Le certificat médical initial, établi par le docteur [R] le 21 août 2019, fait état d'une 'douleur poignet gauche', avec prescription d'un arrêt de travail jusqu'au 28 août 2019.
Par décision du 3 septembre 2019, la caisse primaire d'assurance maladie du Morbihan (la caisse) a pris en charge l'accident au titre de la législation sur les risques professionnels.
Le 17 août 2020, M. [O] a saisi le pôle social du tribunal judiciaire de Rennes d'une demande en reconnaissance de la faute inexcusable de son employeur.
Par jugement du 24 janvier 2022, ce tribunal a :
- rejeté les demandes de M. [O] ;
- rejeté la demande formée au titre de l'article 700 du code de procédure civile ;
- condamné M. [O] aux dépens.
Par déclaration adressée le 14 avril 2022 par courrier recommandé avec avis de réception, M. [O] a interjeté appel de ce jugement qui lui avait été notifié le 17 mars 2022.
Par ses écritures parvenues au greffe par le RPVA le 30 juin 2023 auxquelles s'est référé et qu'a développées son conseil à l'audience, M. [O] demande à la cour de :
- réformer en toutes ses dispositions le jugement entrepris ;
En conséquence,
- déclarer l'employeur responsable de la faute inexcusable avec les conséquences de droit ;
- condamner l'employeur au paiement de la somme de 6 000 euros sur le fondement de l'article 700 du code de procédure civile ainsi qu'aux entiers dépens de l'instance.
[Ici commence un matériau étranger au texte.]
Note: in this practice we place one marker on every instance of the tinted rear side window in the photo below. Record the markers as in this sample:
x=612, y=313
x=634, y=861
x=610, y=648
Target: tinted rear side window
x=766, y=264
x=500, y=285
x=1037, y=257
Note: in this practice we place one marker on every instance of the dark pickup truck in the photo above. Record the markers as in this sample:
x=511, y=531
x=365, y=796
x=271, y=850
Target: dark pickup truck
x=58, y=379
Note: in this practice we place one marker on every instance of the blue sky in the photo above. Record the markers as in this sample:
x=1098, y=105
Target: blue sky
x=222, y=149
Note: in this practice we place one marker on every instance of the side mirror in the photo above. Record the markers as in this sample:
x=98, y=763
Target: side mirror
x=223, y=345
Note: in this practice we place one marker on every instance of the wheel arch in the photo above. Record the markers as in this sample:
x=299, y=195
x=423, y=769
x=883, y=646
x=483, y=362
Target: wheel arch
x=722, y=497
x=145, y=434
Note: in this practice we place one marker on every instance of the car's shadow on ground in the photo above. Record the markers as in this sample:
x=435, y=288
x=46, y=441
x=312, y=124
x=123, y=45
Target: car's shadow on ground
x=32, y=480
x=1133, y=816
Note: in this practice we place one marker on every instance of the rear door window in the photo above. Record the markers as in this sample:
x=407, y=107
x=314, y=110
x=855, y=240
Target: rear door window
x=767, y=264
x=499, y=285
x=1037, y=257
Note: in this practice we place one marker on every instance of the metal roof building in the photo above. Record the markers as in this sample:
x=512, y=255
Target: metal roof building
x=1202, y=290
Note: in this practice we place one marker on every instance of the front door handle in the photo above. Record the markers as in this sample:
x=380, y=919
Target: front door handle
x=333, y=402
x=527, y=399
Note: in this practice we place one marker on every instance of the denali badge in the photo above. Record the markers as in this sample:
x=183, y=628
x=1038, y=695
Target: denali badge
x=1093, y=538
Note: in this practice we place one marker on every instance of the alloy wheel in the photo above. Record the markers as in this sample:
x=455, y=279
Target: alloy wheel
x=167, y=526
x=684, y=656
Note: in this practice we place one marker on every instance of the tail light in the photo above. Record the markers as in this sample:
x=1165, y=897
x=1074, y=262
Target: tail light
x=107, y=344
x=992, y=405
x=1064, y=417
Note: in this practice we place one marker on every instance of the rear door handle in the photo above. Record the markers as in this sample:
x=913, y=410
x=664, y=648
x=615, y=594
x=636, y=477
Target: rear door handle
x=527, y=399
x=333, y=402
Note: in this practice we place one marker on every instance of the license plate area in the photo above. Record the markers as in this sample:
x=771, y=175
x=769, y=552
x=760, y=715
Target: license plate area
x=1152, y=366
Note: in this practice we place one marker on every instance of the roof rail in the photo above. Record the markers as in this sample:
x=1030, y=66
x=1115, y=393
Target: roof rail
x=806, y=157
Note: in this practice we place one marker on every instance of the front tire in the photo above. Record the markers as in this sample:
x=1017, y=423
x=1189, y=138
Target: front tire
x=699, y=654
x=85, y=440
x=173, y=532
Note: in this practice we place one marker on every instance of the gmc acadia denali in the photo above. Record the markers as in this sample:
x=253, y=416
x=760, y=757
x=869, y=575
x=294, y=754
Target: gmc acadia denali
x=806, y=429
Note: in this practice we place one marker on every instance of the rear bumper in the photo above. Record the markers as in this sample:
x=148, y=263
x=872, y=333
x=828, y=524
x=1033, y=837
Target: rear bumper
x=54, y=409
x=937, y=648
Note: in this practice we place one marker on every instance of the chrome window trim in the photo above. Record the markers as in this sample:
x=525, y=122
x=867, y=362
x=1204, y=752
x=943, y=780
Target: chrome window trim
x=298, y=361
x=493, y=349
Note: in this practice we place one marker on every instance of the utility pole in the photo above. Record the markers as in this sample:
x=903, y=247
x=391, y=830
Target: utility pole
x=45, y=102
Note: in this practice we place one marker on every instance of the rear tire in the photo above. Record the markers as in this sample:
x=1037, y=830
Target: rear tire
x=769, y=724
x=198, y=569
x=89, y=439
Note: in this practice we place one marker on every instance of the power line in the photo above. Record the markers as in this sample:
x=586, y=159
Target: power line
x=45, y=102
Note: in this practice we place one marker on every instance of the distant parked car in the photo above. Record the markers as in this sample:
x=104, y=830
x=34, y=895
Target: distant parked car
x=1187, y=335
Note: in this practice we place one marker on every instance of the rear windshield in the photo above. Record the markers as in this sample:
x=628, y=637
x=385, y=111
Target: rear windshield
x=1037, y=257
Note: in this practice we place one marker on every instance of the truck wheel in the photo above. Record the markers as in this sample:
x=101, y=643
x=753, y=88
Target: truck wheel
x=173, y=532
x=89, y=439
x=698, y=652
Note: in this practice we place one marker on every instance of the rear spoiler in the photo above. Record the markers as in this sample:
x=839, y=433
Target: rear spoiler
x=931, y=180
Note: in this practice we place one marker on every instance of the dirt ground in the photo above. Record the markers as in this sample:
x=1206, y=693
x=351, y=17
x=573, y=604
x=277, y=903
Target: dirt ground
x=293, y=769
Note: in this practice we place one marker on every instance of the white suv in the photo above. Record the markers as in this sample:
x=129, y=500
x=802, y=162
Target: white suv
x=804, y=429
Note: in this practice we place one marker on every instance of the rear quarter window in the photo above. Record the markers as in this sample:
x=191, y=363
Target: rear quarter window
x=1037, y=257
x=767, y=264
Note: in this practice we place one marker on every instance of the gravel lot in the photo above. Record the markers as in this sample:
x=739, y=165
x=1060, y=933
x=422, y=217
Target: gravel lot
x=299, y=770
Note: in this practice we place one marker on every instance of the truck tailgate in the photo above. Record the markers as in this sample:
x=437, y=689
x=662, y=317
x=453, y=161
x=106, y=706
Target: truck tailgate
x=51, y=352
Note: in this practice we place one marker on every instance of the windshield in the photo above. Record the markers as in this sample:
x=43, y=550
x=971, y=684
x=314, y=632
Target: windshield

Par ses écritures parvenues au greffe par le RPVA le 3 janvier 2025 auxquelles s'est référé et qu'a développées son conseil à l'audience, la société demande à la cour de :
- confirmer le jugement entrepris en toutes ses dispositions ;
- y ajouter, condamner M. [O] à lui payer une somme de 2 000 euros sur le fondement de l'article 700 du code de procédure civile.
Par ses écritures parvenues au greffe le 9 janvier 2023, auxquelles s'est référée et qu'a développées sa représentante à l'audience, la caisse s'en remet à l'appréciation de la cour sur la question de savoir si la société a commis une faute inexcusable à l'origine de l'accident du travail dont a été victime M. [O] et demande à la cour, dans l'hypothèse où une telle faute serait reconnue, de condamner la société à lui rembourser l'intégralité des sommes dont elle sera tenue de faire l'avance.
Pour un plus ample exposé des moyens et prétentions des parties, la cour, conformément à l'article 455 du code de procédure civile, renvoie aux conclusions susvisées.